Box seems to core dump after campus power outage
-
Hello,
I have a 1.2.2 box that has been running for quite some time on a campus network with roughly 2000 clients connecting through it. It is the default gateway for all of these clients. For the most part this machine has run flawlessly for several years. Recently I have noticed an issue that has been bothering me. Any time the campus has a power outage, within a short time frame of the power coming back on, the pfsense box seems to core dump. The pfsense machine is on a UPS, but all of the switches that connect our clients are not. I think the sudden onslaught of traffic seems to be overwhelming the machine, but I can't prove it.
I should mention I'm running the embedded version on a Dell Optiplex GX260 with 512MB RAM. I have the firewall set to 30,000 states.
If I terminal into the box, I don't get a shell or menu or anything like that, but the kernel seems to still be running in some type of way.
I don't really know what to look for, or how to figure out what is going on. If someone else has seen this, let me know if you figured out what was going on.
-
How about upgrading to the current release (1.2.3)?
-
you should (if possible) try to isolate the box with maybe a small segment of the network and simulate an outage then reconnect it to the isolated network segment to have an onslaught of traffic to confirm that part of your issue, as for the other part, I would suggest upgrading to the latest release 1.2.3 and running that and see if the issue still occurs, if it does its most likely the fact that its getting a massive amount of traffic thrown at it and like a flood gate its can't handle it all at once so the water will spill over and go where it can to relieve pressure. and if thats the case then you may want to try and get a few of the switches on UPS as well…(which for a campus why arn't they already on UPS in the first place?) that way you would be able to lessen the amount of "flow" thrown to it when the power is restored if it already has things remaining on so its not trying to handle 2,000+ people and devices and handing out IP addresses via DHCP (or however you have that set) all at the same time there by bogging things down and causing the system essentially "panic" or in your case dump...
hope this helps...and I am more of a tech/hardware guy so I am looking at this more from a hardware stand point...but I hope this is at least some help to you.
-
I also suggest an upgrade to 1.2.3. If you find a software problem in 1.2.2 its probably unlikely you'll find a volunteer to fix it.
Can you get a "maintenance window" (weekend, after midnight, …) in which you can do some controlled "power outages" to get more information on what is happening (capture console messages etc).
I think (don't recall the details) that its possible to switch the console output to the serial port, then that output could be captured on another machine (e.g. a laptop) and that might give you a bit more history of what was happening before the system core dumps and so help decide on appropriate responses.
-
Get a stronger box, for 2000 users i would spec in a dual or quad core, with at least 1gb of memory. All depends on what your doing, but i would say your box is not strong enough for that many users.
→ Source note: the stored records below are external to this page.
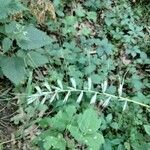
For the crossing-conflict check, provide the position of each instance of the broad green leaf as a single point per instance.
(93, 99)
(94, 141)
(13, 68)
(36, 59)
(75, 133)
(34, 39)
(89, 122)
(55, 142)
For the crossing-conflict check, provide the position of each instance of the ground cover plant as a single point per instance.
(74, 74)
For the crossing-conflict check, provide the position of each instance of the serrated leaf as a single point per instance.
(13, 68)
(80, 97)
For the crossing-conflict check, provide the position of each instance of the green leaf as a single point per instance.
(75, 133)
(94, 141)
(36, 59)
(89, 122)
(13, 68)
(10, 7)
(147, 129)
(6, 44)
(33, 39)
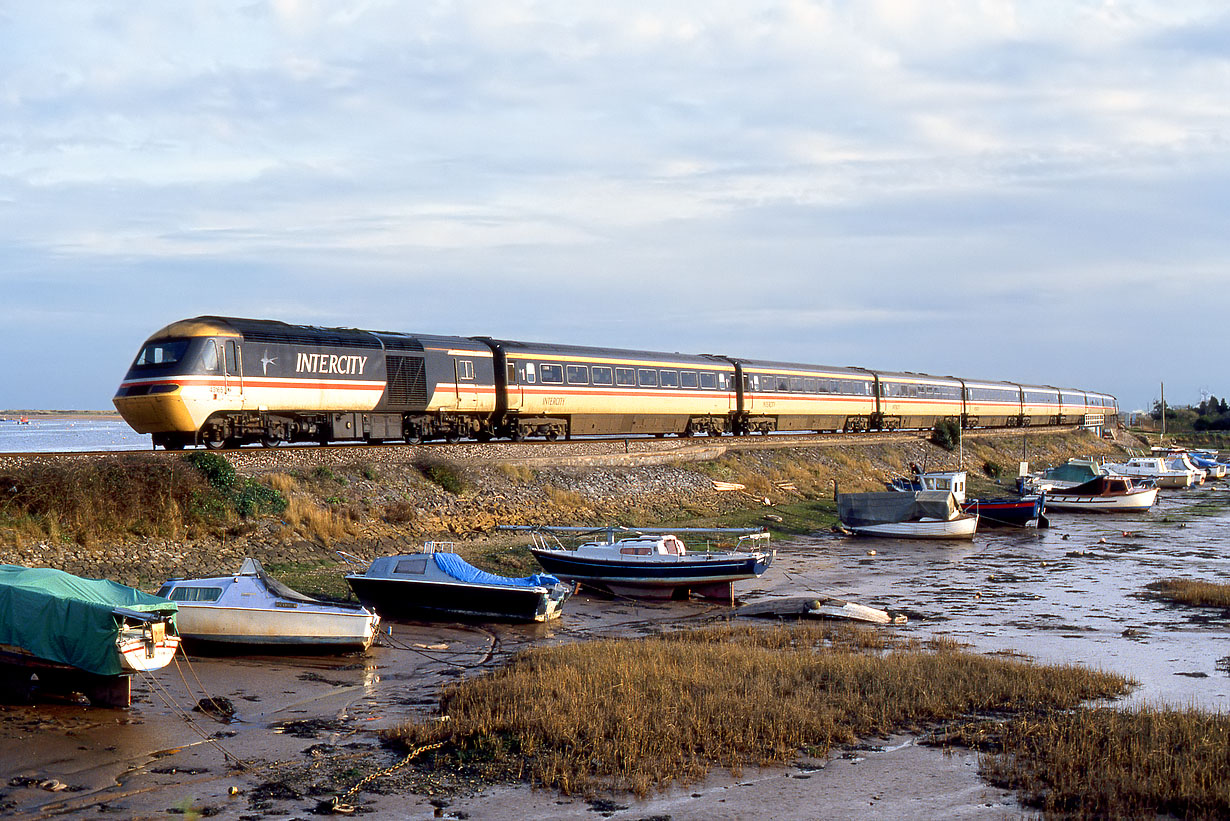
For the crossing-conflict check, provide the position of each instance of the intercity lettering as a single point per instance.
(331, 363)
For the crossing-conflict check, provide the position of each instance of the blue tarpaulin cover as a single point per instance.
(64, 618)
(461, 570)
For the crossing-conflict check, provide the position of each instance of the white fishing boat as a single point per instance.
(1103, 495)
(918, 515)
(250, 608)
(1153, 468)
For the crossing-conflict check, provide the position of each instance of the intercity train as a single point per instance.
(226, 382)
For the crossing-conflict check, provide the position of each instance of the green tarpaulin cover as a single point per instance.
(68, 619)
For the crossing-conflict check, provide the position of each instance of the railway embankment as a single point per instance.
(140, 518)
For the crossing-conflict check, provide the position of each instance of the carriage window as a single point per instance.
(160, 353)
(209, 357)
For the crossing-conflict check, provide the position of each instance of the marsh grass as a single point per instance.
(1191, 591)
(90, 501)
(1111, 763)
(641, 714)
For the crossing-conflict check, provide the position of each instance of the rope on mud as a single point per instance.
(337, 804)
(169, 700)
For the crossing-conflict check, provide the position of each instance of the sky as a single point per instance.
(1033, 191)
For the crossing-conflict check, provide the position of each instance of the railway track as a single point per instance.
(626, 449)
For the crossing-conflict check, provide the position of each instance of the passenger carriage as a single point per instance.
(556, 390)
(790, 396)
(990, 404)
(915, 400)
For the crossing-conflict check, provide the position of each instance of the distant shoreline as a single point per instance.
(58, 414)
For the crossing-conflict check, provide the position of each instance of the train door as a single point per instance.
(466, 390)
(515, 379)
(233, 373)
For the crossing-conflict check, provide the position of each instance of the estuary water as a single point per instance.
(70, 433)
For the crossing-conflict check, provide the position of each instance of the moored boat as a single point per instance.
(1105, 495)
(252, 609)
(438, 582)
(1154, 468)
(653, 563)
(912, 515)
(1020, 511)
(86, 634)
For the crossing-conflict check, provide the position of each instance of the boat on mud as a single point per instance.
(907, 515)
(252, 609)
(74, 634)
(438, 582)
(1105, 495)
(1007, 511)
(652, 563)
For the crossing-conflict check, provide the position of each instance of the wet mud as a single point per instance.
(298, 731)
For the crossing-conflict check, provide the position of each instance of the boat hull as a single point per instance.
(276, 628)
(1134, 502)
(662, 577)
(958, 528)
(402, 598)
(1007, 512)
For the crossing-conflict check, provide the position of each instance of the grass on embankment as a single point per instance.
(1193, 592)
(641, 714)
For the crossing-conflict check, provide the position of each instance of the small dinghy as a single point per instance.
(251, 608)
(89, 635)
(438, 582)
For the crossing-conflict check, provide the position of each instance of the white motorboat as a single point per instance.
(250, 608)
(918, 515)
(1153, 468)
(1103, 495)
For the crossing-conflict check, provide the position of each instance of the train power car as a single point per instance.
(224, 382)
(556, 390)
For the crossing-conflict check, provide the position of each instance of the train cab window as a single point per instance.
(160, 353)
(209, 357)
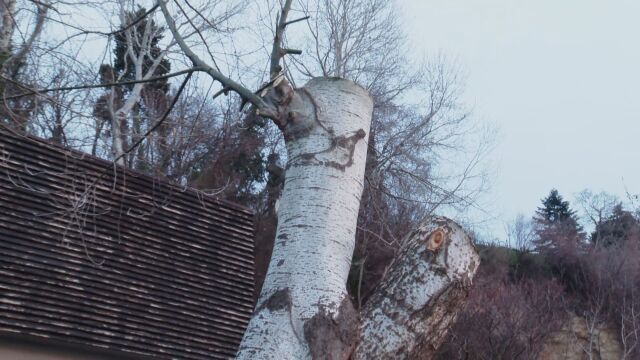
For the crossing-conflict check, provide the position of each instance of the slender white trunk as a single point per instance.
(304, 306)
(7, 13)
(118, 122)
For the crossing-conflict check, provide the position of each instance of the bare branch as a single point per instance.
(264, 108)
(95, 86)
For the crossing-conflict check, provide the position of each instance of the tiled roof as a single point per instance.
(93, 255)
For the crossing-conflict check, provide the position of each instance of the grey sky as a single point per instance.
(559, 79)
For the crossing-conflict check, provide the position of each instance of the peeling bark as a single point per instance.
(325, 124)
(409, 314)
(304, 311)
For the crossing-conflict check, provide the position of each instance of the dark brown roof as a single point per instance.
(94, 255)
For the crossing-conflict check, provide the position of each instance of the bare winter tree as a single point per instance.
(521, 233)
(304, 310)
(410, 141)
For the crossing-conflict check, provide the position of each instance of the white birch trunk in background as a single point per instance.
(304, 294)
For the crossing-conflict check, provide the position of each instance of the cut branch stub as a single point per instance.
(409, 314)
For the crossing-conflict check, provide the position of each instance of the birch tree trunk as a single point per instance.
(304, 311)
(304, 295)
(409, 314)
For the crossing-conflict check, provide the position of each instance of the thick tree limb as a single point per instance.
(419, 299)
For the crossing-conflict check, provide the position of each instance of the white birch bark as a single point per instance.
(419, 299)
(7, 14)
(304, 294)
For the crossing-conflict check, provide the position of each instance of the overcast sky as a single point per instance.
(560, 81)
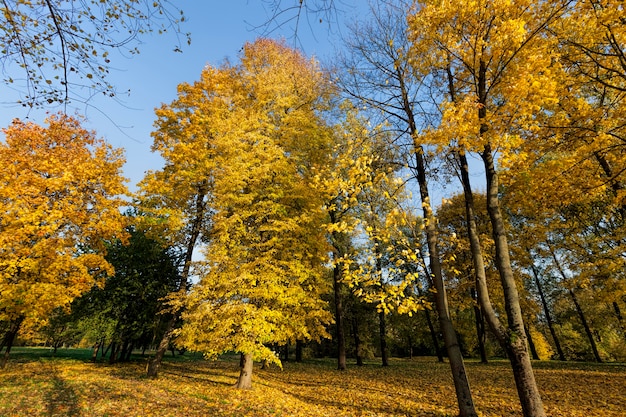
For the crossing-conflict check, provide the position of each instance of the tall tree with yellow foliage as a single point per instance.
(60, 194)
(263, 271)
(495, 63)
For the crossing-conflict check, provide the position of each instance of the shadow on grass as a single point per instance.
(61, 399)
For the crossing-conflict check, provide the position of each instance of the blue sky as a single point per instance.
(219, 28)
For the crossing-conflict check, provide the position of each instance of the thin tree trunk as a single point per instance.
(94, 352)
(431, 328)
(384, 352)
(455, 357)
(341, 338)
(152, 369)
(546, 312)
(9, 339)
(515, 340)
(357, 340)
(245, 372)
(620, 319)
(114, 350)
(154, 365)
(299, 347)
(531, 344)
(480, 328)
(585, 323)
(579, 310)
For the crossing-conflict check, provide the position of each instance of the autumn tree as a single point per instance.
(377, 73)
(263, 271)
(52, 51)
(176, 199)
(61, 194)
(132, 298)
(495, 65)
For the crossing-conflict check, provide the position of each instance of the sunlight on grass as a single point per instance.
(419, 387)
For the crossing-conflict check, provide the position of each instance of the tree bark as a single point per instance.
(357, 340)
(152, 369)
(531, 344)
(585, 323)
(384, 352)
(480, 328)
(299, 347)
(9, 339)
(94, 352)
(455, 357)
(341, 338)
(431, 328)
(579, 310)
(515, 340)
(620, 318)
(546, 312)
(245, 372)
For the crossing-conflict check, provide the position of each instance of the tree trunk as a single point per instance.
(245, 372)
(515, 340)
(620, 319)
(481, 335)
(579, 310)
(583, 320)
(531, 344)
(154, 365)
(341, 339)
(9, 339)
(546, 312)
(384, 351)
(114, 352)
(299, 347)
(152, 369)
(129, 352)
(357, 340)
(94, 352)
(455, 357)
(431, 328)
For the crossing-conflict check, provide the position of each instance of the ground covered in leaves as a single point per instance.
(64, 386)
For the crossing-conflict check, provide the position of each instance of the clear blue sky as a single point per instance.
(219, 28)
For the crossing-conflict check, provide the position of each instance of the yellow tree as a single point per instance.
(264, 263)
(60, 194)
(176, 198)
(495, 61)
(378, 74)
I always run into this problem with captive portal and 1,000+ users hitting the portal all at once.. With captive portal off, i never have the problem.
-
I'll try to upgrade to 1.2.3. Its tough getting maintenance windows in the middle of the semester, but I'll try loading the config onto another cf card and swapping it quickly.
As far as the campus goes, it's roughly 20 buildings or so with default gateways inside the building (layer III switch) which eventually uses this box after 3 or 4 routes as the default internet gateway. I can't put all of these buildings on UPS, although some already are. Sometimes the power outage is long enough that a small UPS would get killed anyhow. Doing a simulated power outage would be quite difficult as well.
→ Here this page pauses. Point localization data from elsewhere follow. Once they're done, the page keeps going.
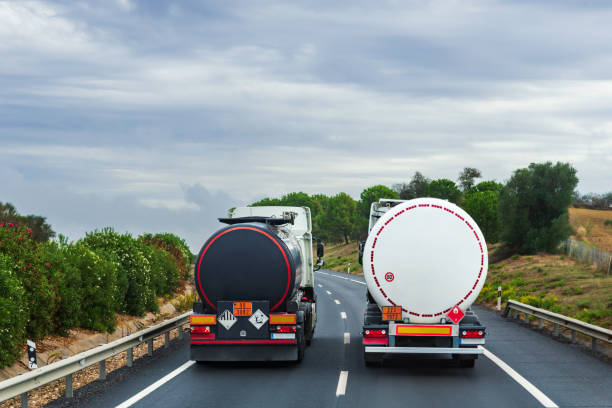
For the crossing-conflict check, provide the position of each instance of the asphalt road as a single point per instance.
(554, 372)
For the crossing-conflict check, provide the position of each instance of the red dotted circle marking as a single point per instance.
(405, 211)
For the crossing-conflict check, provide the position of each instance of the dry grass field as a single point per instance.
(589, 225)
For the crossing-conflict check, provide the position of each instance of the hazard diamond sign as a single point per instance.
(455, 314)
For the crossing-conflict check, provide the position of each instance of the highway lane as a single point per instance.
(566, 375)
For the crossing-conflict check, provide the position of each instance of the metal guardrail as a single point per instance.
(22, 384)
(558, 320)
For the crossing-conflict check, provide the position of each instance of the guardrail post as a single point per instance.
(69, 393)
(129, 357)
(102, 375)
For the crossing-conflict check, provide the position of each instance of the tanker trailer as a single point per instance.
(254, 279)
(424, 263)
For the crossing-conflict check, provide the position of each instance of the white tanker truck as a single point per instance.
(424, 262)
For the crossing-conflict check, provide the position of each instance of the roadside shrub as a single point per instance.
(175, 246)
(98, 287)
(13, 313)
(165, 273)
(65, 280)
(135, 294)
(18, 245)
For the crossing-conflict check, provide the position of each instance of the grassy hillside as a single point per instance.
(553, 282)
(589, 227)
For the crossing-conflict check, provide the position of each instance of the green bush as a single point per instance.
(17, 244)
(98, 287)
(135, 294)
(65, 279)
(13, 312)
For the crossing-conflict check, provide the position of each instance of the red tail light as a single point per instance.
(375, 333)
(285, 329)
(200, 329)
(472, 334)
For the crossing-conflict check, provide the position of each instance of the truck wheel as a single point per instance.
(467, 363)
(301, 340)
(372, 360)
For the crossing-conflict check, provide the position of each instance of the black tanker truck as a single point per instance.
(254, 279)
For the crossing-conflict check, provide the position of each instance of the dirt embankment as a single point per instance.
(55, 348)
(590, 226)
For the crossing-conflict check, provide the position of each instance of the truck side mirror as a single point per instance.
(320, 249)
(361, 247)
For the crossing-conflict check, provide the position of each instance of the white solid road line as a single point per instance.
(155, 385)
(342, 383)
(537, 394)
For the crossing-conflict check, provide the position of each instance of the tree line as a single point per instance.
(527, 214)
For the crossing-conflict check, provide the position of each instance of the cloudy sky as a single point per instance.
(158, 116)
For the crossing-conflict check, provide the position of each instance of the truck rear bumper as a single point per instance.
(244, 351)
(423, 350)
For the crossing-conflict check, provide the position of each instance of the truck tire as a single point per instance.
(467, 363)
(301, 343)
(372, 360)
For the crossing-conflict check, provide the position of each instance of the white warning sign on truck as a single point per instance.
(227, 319)
(258, 319)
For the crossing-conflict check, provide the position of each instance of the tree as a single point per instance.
(415, 189)
(489, 185)
(445, 189)
(533, 207)
(466, 178)
(339, 216)
(482, 206)
(41, 231)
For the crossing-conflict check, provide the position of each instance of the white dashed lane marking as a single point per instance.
(342, 379)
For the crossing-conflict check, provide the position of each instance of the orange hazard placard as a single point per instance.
(392, 313)
(243, 308)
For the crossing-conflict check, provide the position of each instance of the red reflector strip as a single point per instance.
(375, 333)
(423, 330)
(284, 318)
(472, 334)
(245, 342)
(376, 340)
(203, 319)
(202, 337)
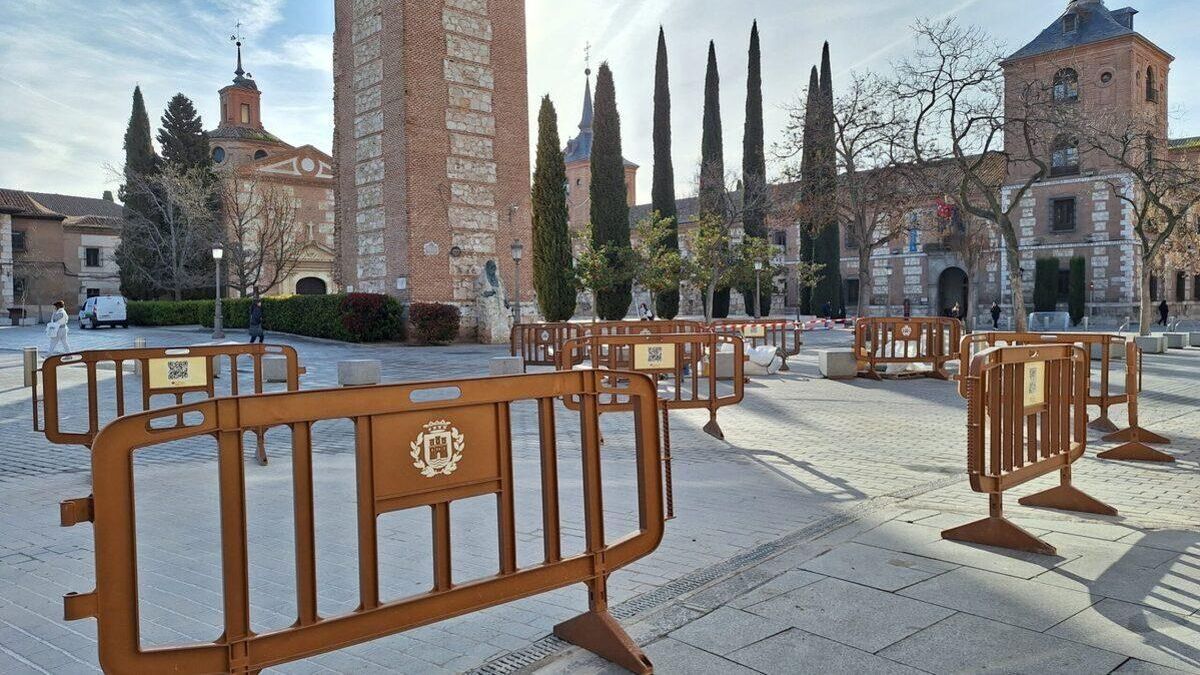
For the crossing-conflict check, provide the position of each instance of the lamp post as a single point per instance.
(517, 251)
(757, 290)
(217, 332)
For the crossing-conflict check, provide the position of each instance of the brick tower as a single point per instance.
(431, 145)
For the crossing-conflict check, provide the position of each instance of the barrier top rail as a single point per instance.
(1026, 417)
(420, 444)
(897, 340)
(678, 358)
(161, 371)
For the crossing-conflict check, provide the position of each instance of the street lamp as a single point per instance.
(517, 251)
(217, 333)
(757, 290)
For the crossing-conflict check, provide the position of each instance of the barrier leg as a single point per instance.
(1067, 497)
(997, 531)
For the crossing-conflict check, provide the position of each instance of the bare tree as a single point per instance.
(175, 234)
(264, 239)
(954, 93)
(1162, 191)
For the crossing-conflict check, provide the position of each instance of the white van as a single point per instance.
(103, 310)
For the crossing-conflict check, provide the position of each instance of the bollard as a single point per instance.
(30, 359)
(358, 372)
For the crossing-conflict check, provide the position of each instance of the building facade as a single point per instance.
(431, 147)
(274, 192)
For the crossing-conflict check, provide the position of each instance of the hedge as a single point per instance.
(354, 317)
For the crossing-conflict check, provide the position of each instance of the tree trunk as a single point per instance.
(865, 282)
(1146, 309)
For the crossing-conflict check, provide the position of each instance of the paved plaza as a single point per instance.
(805, 542)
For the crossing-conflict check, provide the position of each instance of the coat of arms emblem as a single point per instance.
(438, 449)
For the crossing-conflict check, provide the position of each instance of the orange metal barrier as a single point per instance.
(917, 340)
(786, 335)
(1105, 344)
(1134, 438)
(1026, 417)
(411, 452)
(162, 371)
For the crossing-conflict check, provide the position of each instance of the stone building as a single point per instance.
(57, 248)
(431, 145)
(259, 167)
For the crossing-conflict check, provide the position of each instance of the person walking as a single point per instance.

The box isn't doing any captive portal, DHCP, or DNS. I am using it strictly for the NAT/Firewall feature.
I'll have to do more testing, but in the meantime, I'm likely to upgrade.
One more thing, from what I remember, there was a ctrl sequence that I was able to press on the console that showed a ps/top type output whenever it was in this state. I can't remember what it was, but it shows that the system was at least doing something.
-
I doubt if upgrading or throwing hardware at it is going to change anything. I suspect when all the machines power up at once it's opening more connections than your 30,000 state table, that's very easy with 2000 systems, and generally much too small for that many. With 512 MB RAM you should be fine with 200,000 states depending on what else you're running. Check your states RRD graph, I'm sure you'll see it's hitting 30,000 after the power comes back on.
-
Shoot, since I'm running the embedded version, I have the rrd's saving to disk only twice per day via cron. If I kill the power or hard reboot after the power outage, I lose that graph ability.
I may try running more states. I know I have enough memory to handle them, so maybe that will do the trick. We average between 6-10K states normally, so a more than 30K burst is surely possible.
Also, in my case, all HTTP traffic goes outbound through separate proxy servers, so their states never make it into the state table. I bet initially, since most clients are now laptops and never lose power, the state table is hit much sooner than the older days when there were more desktops.
-
did you make sure that if your PF box is limiting the states it handles at any given time that you have it set high enough so if it does get that 30k burt it will not start to freak out?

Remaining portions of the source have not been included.